Always Part 10 of 11
Unedited -MAversions of this chapter available at http : slash slash outoftheroom dot homestead dot com slash Always dot html
Disclaimer: See Original Post
"Wow, Sam . . . I can't believe it."
Sam shrugged, glancing up from her fiddling with the time machine prototype diagram on her computer to look at Daniel. She smiled, feeling good just being able to look into his face again.
"See what happens when you run off, get captured by the enemy, die, ascend, and come back again? Things happen."
"Yeah . . ." he said with a wry grin. "I've really gotta stop doing that."
Sam laughed and leaned her chin into her hand. "It's good to have you back, Daniel."
Daniel leaned forward and squeezed her hand, his smile sincere. "It's good to be back. Though, the whole coming back naked . . . that I could have done without."
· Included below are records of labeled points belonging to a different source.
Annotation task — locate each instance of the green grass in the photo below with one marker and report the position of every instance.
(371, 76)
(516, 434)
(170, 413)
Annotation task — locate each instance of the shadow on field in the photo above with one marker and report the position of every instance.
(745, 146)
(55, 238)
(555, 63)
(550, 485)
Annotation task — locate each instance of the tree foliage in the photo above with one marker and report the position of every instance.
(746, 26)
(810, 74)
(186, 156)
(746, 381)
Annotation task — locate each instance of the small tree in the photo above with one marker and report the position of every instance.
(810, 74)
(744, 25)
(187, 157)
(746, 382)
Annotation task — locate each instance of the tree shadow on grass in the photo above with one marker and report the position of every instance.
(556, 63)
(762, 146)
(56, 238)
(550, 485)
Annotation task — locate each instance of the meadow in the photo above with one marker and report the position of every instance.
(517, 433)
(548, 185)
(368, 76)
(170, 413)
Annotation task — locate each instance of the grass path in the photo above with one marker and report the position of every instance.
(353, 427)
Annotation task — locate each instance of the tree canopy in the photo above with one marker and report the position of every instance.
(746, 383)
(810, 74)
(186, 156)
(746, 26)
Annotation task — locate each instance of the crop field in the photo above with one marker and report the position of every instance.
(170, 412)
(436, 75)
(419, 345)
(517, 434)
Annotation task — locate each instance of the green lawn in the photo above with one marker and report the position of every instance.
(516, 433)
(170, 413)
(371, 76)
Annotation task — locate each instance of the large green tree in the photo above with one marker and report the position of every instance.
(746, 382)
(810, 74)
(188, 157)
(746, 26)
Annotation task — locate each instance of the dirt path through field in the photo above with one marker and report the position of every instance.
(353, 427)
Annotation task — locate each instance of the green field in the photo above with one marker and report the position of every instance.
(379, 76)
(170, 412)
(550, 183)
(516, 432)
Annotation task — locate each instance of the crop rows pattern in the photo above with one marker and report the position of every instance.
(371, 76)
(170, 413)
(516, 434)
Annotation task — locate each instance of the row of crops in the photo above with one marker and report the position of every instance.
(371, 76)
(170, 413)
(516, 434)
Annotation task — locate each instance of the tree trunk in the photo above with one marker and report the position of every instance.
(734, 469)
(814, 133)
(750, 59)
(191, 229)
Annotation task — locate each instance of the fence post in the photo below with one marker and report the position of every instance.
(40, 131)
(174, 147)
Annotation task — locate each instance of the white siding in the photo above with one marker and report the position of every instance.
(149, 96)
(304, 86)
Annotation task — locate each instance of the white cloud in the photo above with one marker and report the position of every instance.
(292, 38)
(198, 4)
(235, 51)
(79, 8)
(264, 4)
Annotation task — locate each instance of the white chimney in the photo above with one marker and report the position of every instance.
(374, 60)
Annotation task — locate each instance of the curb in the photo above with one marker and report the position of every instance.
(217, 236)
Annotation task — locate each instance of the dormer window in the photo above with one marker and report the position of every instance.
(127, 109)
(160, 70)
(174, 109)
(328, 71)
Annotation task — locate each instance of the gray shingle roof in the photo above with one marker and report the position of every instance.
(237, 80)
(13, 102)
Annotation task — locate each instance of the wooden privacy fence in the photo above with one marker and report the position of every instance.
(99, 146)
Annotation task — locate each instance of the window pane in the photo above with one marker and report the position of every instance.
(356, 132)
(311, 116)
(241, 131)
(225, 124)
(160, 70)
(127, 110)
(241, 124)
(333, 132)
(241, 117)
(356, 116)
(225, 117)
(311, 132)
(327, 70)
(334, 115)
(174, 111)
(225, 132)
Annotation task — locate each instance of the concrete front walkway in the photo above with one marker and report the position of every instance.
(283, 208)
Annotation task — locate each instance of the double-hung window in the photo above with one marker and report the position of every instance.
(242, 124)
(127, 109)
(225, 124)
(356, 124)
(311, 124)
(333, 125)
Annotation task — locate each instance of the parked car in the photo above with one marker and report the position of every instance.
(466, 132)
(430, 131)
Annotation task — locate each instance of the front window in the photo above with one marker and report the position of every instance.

Sam laughed, and pushed her laptop to the side. She couldn't bring herself to focus on the diagrams and readouts right now. Her mind was too divided, too scattered. In the last 72 hours, the galaxy had nearly been destroyed by Anubis, she had stood by Jack's side waiting for the SGC to self-destruct, only to have it all stopped by some unseen hand, and Daniel had returned. She had barely slept, and hadn't left the base since arriving three days before.
And before that . . . before that her entire life had changed.
"What is that smile for?" Daniel asked.
"I'm just happy everything worked out the way it did," Sam said, tamping down the memories of Jack that flashed through her mind.
Three days . . . and she missed him. She saw him on the base. They had been together as the clock ticked down, and afterwards when Bra'tac and Teal'c returned from Dakara in the briefing room, but since then it had been brief glances in the hall and little else.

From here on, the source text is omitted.